Accordingly, since the trial court did not certify that there was no just reasons for delay, G.S. 1A-1, Rule 54(b), no appeal would lie unless the order affected a substantial right. G.S. 1-277; G.S. 7A-27; Blackwelder, supra. The "substantial right" exception does not apply unless the appellant would lose some substantial right if the ruling or order is not reviewed before final judgment in the trial division. Id.
No substantial right appears to be affected by continuing petitioner as administrator. This is particularly true in light of the fact that petitioner himself originally applied to serve as administrator; nothing in the record suggests that any other person would be preferable. It is true that the appointment serves to expose the estate to liability for the decedent's alleged tort, but that is inherent in the very nature of the estate itself and no especial prejudice results.
The real effect of the order is to allow Shirley to continue his action against the estate. The resulting pretrial procedure and ensuing trial do not affect a substantial right, however. Avoidance of a trial is not a substantial right entitling a party to immediate appeal. Industries, Inc. v. Insurance Co., 296 N.C. 486, 251 S.E.2d 443 (1979); Blackwelder, supra. Although this rule ordinarily applies to attempted appeals in the same case in which the trial is to be held, its logic is equally applicable to obviously interdependent matters such as those at issue here.

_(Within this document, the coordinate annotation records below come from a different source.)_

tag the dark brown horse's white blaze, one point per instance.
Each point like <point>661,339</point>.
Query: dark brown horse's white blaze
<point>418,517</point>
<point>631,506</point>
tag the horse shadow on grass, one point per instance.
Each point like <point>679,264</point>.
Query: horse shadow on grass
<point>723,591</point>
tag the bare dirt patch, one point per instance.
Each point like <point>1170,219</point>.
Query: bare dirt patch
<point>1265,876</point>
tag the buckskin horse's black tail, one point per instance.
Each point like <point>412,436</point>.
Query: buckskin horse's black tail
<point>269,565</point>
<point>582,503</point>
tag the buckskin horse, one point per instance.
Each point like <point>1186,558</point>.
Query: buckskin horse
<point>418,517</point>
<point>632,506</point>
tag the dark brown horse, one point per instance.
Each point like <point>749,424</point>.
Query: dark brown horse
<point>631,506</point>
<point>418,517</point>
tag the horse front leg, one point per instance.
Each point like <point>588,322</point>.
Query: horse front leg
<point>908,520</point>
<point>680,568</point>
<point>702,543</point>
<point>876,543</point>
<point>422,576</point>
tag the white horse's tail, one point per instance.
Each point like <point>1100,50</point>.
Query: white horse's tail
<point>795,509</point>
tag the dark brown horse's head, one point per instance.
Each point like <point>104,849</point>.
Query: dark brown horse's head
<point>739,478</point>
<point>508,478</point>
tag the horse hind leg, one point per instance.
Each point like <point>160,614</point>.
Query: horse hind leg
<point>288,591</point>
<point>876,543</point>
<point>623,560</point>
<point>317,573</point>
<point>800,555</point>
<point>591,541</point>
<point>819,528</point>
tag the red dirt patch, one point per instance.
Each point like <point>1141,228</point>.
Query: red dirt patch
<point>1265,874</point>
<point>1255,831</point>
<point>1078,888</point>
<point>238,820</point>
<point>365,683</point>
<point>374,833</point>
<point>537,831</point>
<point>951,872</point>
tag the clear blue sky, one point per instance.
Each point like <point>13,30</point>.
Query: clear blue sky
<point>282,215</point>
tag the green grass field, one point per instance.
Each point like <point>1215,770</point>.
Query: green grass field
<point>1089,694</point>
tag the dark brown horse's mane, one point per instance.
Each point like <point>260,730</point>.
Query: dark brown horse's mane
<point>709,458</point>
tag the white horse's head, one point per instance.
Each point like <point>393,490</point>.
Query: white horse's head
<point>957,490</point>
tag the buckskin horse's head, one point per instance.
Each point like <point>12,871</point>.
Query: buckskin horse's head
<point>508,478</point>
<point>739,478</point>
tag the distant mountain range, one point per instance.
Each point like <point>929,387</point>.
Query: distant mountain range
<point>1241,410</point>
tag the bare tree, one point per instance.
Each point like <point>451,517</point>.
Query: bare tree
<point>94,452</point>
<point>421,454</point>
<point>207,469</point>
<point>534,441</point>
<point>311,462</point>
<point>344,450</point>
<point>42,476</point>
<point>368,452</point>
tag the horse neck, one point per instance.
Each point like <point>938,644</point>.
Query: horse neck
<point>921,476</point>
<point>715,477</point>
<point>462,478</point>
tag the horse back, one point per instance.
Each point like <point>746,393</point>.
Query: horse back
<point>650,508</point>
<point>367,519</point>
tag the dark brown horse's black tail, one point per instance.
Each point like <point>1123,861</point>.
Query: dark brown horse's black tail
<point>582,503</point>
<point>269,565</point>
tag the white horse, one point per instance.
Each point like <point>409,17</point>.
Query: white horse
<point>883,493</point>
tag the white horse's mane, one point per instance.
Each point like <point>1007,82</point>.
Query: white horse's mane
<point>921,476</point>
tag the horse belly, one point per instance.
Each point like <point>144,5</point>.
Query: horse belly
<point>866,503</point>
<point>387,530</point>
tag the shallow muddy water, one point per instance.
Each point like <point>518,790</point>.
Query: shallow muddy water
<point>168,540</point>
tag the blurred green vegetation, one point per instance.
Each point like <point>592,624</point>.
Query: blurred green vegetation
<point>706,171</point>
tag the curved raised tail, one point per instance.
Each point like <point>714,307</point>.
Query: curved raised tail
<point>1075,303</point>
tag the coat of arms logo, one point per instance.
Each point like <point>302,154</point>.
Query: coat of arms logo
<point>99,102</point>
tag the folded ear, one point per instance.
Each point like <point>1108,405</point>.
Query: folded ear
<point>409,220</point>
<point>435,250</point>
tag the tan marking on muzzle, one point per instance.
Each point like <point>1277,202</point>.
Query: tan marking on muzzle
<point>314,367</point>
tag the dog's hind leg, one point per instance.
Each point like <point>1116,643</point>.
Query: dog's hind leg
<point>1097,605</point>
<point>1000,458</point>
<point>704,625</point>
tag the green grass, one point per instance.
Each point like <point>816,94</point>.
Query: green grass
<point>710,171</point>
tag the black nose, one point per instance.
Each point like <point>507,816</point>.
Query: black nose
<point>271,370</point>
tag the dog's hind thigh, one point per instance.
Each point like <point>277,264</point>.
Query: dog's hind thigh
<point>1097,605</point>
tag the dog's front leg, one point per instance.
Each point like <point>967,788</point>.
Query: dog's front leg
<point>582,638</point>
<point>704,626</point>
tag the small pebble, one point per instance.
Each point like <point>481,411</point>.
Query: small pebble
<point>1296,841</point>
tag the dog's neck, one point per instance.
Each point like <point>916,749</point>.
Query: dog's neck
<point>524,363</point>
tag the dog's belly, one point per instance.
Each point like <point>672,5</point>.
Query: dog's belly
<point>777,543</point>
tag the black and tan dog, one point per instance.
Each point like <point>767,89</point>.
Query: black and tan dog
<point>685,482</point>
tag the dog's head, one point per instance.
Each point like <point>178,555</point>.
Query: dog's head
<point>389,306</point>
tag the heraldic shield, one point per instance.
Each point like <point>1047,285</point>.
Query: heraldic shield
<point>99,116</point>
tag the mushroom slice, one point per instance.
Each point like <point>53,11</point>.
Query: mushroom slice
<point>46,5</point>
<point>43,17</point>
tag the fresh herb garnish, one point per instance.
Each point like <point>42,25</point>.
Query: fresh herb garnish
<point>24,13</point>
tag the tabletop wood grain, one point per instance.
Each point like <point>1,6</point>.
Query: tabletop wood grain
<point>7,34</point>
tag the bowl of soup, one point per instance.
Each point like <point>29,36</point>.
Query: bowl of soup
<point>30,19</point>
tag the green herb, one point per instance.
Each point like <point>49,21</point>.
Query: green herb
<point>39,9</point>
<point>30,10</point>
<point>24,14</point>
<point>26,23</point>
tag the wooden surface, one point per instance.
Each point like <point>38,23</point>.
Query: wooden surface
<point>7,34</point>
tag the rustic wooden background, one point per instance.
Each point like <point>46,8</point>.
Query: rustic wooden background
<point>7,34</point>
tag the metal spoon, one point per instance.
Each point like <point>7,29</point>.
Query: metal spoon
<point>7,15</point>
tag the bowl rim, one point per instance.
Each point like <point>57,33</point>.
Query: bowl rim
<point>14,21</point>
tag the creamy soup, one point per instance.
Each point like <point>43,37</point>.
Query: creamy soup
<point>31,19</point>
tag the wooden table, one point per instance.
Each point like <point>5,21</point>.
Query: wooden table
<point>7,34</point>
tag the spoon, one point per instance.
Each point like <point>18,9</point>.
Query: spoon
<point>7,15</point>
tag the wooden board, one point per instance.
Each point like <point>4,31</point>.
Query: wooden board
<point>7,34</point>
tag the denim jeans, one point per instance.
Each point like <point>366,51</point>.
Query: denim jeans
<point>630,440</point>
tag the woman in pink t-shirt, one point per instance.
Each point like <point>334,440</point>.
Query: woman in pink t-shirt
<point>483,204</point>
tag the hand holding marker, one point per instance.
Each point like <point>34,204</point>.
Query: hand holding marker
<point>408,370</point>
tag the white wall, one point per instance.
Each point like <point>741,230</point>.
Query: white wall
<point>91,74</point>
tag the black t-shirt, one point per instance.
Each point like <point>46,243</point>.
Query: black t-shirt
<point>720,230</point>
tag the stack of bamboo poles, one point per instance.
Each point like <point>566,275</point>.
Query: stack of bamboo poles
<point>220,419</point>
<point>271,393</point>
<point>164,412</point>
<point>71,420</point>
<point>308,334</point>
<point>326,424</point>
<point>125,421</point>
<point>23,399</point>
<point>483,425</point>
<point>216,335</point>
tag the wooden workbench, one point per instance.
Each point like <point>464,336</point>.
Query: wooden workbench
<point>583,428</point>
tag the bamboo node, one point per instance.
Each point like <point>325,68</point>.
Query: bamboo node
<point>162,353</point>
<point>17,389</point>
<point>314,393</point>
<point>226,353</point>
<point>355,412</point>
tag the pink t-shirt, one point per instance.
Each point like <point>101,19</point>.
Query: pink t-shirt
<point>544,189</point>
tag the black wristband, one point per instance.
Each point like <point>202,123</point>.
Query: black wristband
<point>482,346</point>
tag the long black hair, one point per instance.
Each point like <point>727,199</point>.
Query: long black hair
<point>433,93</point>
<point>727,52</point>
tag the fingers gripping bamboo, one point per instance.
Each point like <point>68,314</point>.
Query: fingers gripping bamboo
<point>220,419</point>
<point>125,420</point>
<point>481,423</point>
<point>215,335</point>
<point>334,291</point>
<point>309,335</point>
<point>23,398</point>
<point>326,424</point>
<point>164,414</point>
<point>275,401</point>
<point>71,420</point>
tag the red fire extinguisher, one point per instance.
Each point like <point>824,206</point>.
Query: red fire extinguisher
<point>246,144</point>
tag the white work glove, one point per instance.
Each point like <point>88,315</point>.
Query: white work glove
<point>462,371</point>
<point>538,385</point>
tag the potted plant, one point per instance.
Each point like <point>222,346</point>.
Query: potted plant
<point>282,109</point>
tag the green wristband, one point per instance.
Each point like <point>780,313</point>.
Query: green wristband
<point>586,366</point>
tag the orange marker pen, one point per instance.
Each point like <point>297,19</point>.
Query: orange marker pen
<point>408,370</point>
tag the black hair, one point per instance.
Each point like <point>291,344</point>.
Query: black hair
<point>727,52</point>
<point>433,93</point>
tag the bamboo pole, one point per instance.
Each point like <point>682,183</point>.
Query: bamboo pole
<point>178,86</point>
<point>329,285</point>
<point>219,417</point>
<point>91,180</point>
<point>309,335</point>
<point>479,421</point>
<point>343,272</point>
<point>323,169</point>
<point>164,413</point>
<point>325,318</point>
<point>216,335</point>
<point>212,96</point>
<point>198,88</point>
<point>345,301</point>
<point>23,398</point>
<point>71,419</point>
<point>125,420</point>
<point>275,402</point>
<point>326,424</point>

The trial division should therefore resolve the liability issue before appeal in *548 this case. Petitioner has no right of appeal presently, and his appeal is accordingly
HEDRICK and HILL, JJ., concur.NOTES
 G.S. 28A-19-1 was rewritten by 1977 N.C.Sess. Laws c. 446, s. 1. That Act, effective 1 September 1977, applied only to the administration of estates of persons who died on or after its effective date. 1977 N.C.Sess.Laws c. 446, s. 5. Ray Junior Watson died in July 1977; accordingly the new section does not apply and we express no opinion as to its effect.